VisiData is the open source data multitool that I've been developing since 2016.
When it comes to data wrangling:
- Python is a powerful and ubiquitious platform;
- the spreadsheet is an intuitive and flexible paradigm;
- the terminal is an efficient and universal interface;
VisiData unites Python + spreadsheet + terminal into a lightweight tool that scales to gigabytes of data.
You can start using it immediately, and learn new commands as you go.
The original impetus was efficient workflow for text mode junkies like myself.
As a data worker, I wanted quick access to data at all stages of the pipeline, and in all kinds of storage systems and formats. So I can focus on the task at hand, and not have to spend unnecessary energy on the tool.
- Pragmatic behavior and defaults.
- Expose internals, like error messages and types.
- Optimize for keystrokes.
- One interface is sufficient for basic exploration of any kind of tabular data.
- Internals can be viewed with the same interface.
- Few dependencies, minimal install steps, and no configuration required.
- Launches with minimal delay, all commands feel snappy.
- Easily integratable into existing workflows.
- Substantially faster than existing tools (when taking into account user interface time).
- Extensible with user-defined commands and views.

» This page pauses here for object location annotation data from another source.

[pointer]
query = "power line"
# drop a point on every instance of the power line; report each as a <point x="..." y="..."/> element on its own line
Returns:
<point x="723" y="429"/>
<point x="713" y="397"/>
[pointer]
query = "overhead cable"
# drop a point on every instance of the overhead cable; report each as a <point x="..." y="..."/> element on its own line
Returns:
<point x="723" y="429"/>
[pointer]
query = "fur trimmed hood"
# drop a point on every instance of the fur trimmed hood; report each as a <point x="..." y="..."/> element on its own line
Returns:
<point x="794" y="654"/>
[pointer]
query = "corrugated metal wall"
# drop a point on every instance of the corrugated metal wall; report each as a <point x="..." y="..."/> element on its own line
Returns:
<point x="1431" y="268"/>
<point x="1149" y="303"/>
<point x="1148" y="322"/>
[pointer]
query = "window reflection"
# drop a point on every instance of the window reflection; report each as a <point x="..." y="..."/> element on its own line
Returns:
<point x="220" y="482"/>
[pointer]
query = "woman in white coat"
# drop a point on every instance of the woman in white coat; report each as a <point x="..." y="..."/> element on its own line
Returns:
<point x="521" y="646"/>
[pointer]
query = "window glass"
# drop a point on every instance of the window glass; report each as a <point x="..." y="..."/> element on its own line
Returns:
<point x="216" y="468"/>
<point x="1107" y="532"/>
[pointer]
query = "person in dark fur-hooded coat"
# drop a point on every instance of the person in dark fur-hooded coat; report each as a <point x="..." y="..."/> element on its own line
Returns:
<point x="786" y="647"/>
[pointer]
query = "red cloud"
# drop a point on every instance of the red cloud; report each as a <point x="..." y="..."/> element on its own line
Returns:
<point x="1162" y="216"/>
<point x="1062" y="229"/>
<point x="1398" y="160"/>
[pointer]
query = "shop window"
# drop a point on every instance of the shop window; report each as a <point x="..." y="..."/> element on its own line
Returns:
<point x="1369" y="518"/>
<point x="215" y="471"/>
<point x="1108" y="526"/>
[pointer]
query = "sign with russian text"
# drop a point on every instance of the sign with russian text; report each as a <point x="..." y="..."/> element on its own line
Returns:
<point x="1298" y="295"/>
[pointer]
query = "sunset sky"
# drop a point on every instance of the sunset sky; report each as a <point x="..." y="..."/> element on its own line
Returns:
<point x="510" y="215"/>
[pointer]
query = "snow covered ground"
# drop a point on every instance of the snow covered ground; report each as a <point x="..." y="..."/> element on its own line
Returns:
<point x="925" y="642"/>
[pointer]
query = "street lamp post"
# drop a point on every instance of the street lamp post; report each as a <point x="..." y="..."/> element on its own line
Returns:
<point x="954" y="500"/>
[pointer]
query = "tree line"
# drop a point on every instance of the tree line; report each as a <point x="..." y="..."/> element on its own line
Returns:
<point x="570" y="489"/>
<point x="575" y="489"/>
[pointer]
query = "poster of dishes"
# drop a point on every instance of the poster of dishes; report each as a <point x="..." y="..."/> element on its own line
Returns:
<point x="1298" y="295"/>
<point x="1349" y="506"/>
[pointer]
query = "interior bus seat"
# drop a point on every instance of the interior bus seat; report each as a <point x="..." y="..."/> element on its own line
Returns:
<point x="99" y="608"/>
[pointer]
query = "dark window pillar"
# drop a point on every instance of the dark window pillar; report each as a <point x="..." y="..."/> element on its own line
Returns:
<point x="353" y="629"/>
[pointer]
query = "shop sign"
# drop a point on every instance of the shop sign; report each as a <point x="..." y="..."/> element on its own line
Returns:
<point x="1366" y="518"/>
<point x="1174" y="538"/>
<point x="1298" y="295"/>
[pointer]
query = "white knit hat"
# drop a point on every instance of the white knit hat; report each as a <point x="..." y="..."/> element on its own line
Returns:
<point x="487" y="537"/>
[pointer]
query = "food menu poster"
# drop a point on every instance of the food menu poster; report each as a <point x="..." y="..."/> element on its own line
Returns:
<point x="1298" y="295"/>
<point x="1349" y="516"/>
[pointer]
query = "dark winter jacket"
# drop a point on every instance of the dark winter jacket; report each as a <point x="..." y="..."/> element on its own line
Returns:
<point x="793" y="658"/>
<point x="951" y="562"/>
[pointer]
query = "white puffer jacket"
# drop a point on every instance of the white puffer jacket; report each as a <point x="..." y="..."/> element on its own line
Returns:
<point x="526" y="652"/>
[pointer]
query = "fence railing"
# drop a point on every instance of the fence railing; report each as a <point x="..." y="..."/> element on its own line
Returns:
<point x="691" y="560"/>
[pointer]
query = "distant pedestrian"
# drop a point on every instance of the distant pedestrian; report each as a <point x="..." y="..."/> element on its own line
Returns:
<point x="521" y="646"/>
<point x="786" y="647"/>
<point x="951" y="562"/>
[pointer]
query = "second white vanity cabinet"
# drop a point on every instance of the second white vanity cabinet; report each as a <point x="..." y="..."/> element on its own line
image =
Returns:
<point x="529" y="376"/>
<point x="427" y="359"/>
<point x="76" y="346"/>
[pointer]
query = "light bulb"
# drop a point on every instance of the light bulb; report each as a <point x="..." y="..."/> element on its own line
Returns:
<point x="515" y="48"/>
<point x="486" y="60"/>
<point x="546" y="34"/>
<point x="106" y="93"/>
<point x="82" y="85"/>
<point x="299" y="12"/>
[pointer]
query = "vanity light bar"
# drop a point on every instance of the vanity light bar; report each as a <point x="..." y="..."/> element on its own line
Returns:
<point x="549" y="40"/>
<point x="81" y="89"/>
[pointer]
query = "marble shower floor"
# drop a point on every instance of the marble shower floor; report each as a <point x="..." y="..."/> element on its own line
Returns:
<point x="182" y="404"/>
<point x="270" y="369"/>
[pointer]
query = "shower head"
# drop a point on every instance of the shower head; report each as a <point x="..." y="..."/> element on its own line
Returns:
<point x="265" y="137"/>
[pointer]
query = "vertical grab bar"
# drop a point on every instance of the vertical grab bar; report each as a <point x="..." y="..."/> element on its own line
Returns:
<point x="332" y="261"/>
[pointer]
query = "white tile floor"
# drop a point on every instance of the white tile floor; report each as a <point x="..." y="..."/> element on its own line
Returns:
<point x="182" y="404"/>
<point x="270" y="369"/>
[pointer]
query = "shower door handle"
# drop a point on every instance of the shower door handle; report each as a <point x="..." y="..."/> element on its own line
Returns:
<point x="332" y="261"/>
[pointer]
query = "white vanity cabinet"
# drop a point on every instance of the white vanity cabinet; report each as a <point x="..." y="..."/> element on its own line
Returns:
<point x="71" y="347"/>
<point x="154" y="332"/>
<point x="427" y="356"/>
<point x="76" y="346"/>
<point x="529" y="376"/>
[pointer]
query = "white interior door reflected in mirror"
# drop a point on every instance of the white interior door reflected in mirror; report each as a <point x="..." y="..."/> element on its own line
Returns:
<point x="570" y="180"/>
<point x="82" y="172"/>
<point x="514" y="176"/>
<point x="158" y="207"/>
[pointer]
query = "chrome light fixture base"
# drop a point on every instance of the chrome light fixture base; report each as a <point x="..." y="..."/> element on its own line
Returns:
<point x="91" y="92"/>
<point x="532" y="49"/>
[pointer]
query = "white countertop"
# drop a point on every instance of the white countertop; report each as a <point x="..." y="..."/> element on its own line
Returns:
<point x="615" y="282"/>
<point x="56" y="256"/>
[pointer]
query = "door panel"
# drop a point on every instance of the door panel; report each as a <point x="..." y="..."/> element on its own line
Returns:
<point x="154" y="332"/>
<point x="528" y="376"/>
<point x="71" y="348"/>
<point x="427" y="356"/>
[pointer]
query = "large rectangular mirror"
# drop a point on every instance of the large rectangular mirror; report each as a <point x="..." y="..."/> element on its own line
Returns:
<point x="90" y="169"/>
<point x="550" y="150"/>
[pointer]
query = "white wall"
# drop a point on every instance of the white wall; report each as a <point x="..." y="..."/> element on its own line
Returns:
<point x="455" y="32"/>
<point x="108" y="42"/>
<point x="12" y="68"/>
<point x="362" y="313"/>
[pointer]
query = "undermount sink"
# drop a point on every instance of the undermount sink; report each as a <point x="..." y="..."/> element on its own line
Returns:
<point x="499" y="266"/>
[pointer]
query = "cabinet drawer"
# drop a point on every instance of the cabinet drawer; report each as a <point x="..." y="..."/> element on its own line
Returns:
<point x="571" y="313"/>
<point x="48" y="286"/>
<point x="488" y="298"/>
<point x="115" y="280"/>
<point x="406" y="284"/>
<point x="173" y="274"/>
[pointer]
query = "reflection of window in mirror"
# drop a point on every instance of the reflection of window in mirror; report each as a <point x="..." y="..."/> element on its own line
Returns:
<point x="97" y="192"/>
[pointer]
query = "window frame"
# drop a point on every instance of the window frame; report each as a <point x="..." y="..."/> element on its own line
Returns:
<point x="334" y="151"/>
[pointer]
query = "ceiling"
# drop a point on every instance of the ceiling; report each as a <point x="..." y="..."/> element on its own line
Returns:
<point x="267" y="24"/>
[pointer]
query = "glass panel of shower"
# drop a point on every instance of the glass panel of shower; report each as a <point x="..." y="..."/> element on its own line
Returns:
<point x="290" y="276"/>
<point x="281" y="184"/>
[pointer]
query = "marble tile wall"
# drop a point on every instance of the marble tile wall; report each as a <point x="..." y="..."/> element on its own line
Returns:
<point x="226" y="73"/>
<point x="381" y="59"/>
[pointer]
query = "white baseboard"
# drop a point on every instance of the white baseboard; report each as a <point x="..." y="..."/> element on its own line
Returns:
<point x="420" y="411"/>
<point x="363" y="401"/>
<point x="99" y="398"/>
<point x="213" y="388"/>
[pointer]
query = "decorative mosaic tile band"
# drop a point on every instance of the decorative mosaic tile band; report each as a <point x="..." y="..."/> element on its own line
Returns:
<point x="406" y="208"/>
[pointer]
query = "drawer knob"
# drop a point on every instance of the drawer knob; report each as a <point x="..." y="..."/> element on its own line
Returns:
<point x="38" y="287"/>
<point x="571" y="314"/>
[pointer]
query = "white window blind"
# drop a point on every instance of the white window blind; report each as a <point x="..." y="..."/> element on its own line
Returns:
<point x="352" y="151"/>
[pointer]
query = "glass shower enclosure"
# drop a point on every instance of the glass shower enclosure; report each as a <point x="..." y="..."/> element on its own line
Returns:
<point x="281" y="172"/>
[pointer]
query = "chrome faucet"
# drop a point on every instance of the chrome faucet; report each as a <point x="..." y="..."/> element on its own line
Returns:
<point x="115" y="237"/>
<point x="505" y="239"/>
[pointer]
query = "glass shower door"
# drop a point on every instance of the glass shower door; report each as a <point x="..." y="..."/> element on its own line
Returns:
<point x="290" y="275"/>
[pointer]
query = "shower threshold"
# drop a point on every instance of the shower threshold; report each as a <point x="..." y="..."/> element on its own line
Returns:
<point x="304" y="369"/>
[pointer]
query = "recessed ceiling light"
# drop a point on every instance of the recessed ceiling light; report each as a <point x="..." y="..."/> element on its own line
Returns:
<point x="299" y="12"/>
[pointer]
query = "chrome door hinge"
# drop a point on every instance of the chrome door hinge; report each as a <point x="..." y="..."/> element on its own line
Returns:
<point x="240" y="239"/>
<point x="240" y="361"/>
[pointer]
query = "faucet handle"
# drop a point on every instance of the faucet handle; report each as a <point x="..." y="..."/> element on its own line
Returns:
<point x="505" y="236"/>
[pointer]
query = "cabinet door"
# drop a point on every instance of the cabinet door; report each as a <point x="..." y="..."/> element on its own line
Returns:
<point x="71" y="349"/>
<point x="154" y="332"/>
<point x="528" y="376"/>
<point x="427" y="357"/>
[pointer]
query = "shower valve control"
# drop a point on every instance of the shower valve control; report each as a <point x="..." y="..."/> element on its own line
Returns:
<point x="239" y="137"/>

- Entire new standalone applications can be created with minimal code.
Rows are objects; columns are functions of rows.
Rows can be anything: the actual data of their row, or an index into another data structure.
Columns know how to get (or set) their values, given the row.
Therefore rows can be loaded in whatever format is most convenient or efficient, and Columns are extremely lightweight and composable.